Em 21 de abril de 1918, a tranquila vila de Santo Antônio do Rio Madeira, no extremo-norte do Mato Grosso (hoje Rondônia), foi palco de um tumulto político que durou 12 horas, envolvendo os líderes dos partidos Republicano (PR) e Conservador (PC). O incidente ocorreu durante a posse do advogado Manoel Amaro, filiado ao PC, como prefeito da cidade.

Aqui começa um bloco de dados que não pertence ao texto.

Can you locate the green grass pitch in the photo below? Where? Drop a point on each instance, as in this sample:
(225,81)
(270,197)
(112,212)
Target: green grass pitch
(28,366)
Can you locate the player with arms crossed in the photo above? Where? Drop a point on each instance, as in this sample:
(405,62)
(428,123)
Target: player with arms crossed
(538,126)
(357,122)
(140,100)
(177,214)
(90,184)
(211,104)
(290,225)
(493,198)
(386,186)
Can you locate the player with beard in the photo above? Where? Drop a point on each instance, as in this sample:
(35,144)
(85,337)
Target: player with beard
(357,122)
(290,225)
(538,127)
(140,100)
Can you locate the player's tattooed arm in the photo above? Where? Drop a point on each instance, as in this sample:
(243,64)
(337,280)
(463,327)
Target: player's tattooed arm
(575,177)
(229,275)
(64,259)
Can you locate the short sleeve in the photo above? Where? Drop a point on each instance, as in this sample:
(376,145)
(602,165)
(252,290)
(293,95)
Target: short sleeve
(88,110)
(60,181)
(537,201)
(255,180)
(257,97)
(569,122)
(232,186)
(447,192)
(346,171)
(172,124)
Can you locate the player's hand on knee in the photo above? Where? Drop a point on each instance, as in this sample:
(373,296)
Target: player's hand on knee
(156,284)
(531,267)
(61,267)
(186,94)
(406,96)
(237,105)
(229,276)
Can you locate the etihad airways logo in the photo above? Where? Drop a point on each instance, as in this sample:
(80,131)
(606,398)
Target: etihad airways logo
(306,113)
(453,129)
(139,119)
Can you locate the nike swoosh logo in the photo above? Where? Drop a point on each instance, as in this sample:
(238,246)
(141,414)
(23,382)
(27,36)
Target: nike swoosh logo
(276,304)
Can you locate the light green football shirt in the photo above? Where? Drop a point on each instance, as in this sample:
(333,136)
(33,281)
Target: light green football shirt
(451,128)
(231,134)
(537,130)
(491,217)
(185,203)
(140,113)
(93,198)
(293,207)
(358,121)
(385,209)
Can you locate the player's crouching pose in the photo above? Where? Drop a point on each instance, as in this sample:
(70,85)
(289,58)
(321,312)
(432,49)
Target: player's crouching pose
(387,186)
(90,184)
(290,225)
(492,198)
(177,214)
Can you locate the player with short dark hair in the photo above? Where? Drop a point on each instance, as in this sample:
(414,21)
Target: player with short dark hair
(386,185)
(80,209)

Cinco soldados da Companhia Isolada, liderados por Antônio Alves Feitosa, desobedeceram às ordens do capitão Honoriano Amazonas Lobato, comandante e delegado local. Em um ato de insubordinação, eles se dirigiram à casa do bacharel Vulpiano Machado, ex-promotor de justiça afastado em 1917 por ser considerado subversivo.

A Companhia Regional de Infantaria da Força Pública, conhecida como Companhia Isolada, na ferrovia em Santo Antônio. Foto: Acervo CDH/R

Armados, os soldados procuraram o agente fiscal Antônio Brandão, mas não o encontraram. Em seguida, cercaram a residência do prefeito Manoel Amaro Lopes, desafiando sua autoridade.

Segundo relatos do jornal “Alto Madeira”, de Porto Velho, os soldados amotinados agrediram um funcionário da Intendência Municipal e atacaram comerciantes em busca de munições.

Vulpiano na capa do jornal Gazeta de Notícias, da capital do país (RJ), faz denúncias pesadas.

Ao retornarem à casa de Vulpiano Machado, os revoltosos encontraram resistência das forças oficiais lideradas pelo tenente Carvalho Santos. Após um pedido de rendição ignorado, iniciou-se um confronto armado que resultou na morte do soldado Pedro Pinheiro de Arruda. A maioria dos rebeldes foi capturada, exceto Feitosa e Antônio Francelino Filho, que escaparam de canoa.

Em outro incidente, o ex-prefeito Salustiano Correia, do PR, sacou um revólver contra um oficial de justiça que o intimava a comparecer à delegacia. Ele foi detido, e sua arma, confiscada.

O promotor José Adolpho de Lima Avelino declarou: “Denuncio o bacharel Vulpiano Machado e os ex-militares da Companhia Regional, Antônio Alves Feitosa, Antônio Francelino Filho, Euphrosino Ferreira da Silva e Ângelo Marques, como responsáveis por um ato nefasto…”

As disputas políticas entre os grupos se estenderam por anos, revelando questões como escravidão nos seringais e assassinatos encobertos.

O prefeito conservador no epicentro da crise.